State lifts quarantines on all farms infected with avian influenza
ST. PAUL -- The Minnesota Board of Animal Health announced Tuesday it has lifted the last of the quarantines placed on each of the 108 farms infected with highly pathogenic avian influenza (HPAI) this year. All sites have completed cleaning and d...
ST. PAUL - The Minnesota Board of Animal Health announced Tuesday it has lifted the last of the quarantines placed on each of the 108 farms infected with highly pathogenic avian influenza (HPAI) this year. All sites have completed cleaning and disinfection of their facilities and have received negative influenza test results from environmental samples taken in and around the infected barns.
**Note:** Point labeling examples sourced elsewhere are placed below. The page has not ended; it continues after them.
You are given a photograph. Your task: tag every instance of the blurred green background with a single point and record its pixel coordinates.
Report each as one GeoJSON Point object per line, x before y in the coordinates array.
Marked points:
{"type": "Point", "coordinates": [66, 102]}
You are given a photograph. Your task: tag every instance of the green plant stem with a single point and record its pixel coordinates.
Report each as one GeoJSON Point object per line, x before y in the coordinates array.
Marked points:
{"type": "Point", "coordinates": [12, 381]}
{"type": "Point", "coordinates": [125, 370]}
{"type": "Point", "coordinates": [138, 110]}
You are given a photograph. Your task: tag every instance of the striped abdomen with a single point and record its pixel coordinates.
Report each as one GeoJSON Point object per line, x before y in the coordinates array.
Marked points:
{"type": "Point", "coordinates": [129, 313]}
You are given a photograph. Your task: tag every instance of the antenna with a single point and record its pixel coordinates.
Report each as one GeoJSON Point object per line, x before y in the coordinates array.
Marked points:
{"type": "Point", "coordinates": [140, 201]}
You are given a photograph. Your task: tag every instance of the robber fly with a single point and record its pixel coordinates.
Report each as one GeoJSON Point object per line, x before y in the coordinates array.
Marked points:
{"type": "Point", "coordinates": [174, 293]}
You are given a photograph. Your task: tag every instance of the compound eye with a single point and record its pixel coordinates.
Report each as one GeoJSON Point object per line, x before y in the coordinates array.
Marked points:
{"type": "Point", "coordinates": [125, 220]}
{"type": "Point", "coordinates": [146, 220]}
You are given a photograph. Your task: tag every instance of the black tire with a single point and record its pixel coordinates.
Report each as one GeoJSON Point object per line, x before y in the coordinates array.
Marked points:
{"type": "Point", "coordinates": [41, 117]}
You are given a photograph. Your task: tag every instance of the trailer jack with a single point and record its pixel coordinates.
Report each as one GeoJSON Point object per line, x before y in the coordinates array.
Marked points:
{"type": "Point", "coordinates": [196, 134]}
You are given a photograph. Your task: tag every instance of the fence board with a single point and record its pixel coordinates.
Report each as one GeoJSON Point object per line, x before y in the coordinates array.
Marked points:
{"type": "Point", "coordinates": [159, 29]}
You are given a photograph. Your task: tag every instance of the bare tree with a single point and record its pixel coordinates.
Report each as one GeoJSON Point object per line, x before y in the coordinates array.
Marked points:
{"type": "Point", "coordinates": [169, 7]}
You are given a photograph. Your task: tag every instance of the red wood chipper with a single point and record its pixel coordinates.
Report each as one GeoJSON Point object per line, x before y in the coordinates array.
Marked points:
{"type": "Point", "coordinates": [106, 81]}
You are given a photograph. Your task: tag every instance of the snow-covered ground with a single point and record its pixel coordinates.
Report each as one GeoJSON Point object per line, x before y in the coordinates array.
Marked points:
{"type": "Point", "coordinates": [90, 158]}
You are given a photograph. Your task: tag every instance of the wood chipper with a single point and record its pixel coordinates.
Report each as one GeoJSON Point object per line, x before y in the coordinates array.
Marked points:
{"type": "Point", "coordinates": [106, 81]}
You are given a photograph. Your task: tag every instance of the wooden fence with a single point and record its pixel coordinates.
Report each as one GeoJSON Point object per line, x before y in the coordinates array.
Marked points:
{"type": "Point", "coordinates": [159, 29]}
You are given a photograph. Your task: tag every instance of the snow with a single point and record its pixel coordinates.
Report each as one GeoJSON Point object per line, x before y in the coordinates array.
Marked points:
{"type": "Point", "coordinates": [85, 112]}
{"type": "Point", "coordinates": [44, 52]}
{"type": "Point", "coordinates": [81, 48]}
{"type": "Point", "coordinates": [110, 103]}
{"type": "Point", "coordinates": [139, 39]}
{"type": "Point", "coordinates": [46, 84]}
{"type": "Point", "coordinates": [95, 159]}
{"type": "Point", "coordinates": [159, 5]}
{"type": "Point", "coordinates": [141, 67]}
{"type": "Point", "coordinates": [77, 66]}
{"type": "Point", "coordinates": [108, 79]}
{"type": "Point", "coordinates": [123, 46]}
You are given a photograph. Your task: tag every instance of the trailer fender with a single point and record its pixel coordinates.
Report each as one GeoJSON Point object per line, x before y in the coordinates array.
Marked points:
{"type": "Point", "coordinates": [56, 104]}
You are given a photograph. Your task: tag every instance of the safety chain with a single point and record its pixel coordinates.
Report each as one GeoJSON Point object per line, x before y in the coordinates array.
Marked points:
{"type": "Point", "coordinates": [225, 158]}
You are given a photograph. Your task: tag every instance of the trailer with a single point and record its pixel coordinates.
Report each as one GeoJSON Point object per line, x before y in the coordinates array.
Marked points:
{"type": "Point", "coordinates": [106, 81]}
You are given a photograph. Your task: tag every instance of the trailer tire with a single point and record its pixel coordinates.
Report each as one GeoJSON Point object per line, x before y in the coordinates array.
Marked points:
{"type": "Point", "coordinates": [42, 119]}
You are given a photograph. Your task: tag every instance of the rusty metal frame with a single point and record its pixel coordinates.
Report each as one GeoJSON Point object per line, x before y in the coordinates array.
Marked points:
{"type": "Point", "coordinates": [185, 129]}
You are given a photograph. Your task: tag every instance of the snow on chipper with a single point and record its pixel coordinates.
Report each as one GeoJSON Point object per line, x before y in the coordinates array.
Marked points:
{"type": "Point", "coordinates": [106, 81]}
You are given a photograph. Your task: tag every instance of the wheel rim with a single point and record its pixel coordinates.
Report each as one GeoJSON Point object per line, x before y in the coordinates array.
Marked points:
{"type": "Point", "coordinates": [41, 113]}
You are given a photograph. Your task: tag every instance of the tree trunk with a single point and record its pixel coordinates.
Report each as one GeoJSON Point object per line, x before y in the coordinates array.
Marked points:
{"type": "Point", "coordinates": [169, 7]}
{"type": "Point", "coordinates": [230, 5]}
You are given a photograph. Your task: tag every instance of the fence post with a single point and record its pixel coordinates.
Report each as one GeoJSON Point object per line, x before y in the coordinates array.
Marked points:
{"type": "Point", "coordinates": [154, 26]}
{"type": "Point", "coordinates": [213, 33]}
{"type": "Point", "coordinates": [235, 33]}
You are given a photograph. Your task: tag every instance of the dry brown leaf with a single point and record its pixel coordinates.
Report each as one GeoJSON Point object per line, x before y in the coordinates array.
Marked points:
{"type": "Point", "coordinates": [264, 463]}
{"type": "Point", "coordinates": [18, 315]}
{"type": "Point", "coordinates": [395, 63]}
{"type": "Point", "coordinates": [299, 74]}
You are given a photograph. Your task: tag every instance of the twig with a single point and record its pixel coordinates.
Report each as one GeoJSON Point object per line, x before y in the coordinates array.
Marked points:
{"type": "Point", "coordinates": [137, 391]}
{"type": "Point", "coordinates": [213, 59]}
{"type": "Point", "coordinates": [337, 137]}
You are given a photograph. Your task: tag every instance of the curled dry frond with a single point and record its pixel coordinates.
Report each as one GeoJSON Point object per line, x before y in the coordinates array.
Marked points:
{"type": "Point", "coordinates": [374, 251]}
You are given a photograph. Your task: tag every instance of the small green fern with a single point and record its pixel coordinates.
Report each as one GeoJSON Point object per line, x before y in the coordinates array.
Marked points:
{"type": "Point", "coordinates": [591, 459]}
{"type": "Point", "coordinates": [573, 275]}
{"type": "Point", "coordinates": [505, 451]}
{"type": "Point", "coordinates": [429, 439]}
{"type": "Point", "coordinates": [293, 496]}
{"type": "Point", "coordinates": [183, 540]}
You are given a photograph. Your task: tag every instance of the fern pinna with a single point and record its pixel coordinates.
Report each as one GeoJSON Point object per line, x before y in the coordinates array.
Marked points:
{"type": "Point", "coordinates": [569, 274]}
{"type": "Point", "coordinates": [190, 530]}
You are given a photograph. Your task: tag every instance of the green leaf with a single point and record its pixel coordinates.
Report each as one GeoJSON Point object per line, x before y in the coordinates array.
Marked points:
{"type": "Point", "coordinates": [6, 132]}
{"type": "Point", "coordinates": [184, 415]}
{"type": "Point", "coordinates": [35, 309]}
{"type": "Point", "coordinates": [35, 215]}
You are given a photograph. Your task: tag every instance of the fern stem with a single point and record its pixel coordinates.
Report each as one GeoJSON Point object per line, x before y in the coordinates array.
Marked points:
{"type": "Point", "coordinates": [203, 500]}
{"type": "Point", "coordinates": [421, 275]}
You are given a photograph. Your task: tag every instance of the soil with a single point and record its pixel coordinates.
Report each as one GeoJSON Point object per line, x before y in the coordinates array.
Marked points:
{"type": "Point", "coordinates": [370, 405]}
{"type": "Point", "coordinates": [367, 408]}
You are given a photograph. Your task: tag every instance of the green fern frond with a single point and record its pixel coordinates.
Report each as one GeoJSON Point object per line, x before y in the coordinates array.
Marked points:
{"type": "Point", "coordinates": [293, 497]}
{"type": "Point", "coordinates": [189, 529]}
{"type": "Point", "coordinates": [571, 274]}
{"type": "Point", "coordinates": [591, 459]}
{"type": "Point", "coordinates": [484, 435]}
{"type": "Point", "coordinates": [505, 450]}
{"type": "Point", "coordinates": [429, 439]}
Ninety percent of previously infected sites were cleared to restock as of Oct. 6. The few sites that remained have also completed the steps required to gain clearance for restocking their barns with poultry. Restocked poultry on all the affected farms have tested negative which provides additional assurances that the HPAI virus has been eradicated from Minnesota.
“Minnesota poultry growers have worked tirelessly alongside animal health officials to eliminate this disease from our state” said Bill Hartmann, State Veterinarian and Executive Director of the Minnesota Board of Animal Health. “Completing disease response and recovery efforts could not have happened without the collaboration of state and federal agencies and Minnesota’s strong poultry industry.”
The first case of HPAI in Minnesota was announced on March 5. Throughout the outbreak, poultry on 108 farms spanning 23 counties were infected with HPAI in Minnesota. Over nine million birds were depopulated or died due to the virus, including commercial turkeys, commercial layers and one backyard flock. The last case of HPAI in Minnesota was confirmed on June 5.
“While seeing no new cases of HPAI is encouraging, we know that detecting future cases remains a possibility,” said Hartmann.
Though HPAI is not currently circulating in Minnesota’s domestic bird population, the Board of Animal Health remains vigilant in preparing for future cases of the disease. The board continues to work with government and industry partners to enhance response plans and strengthen surveillance and biosecurity efforts aimed at preventing farm to farm spread of the disease.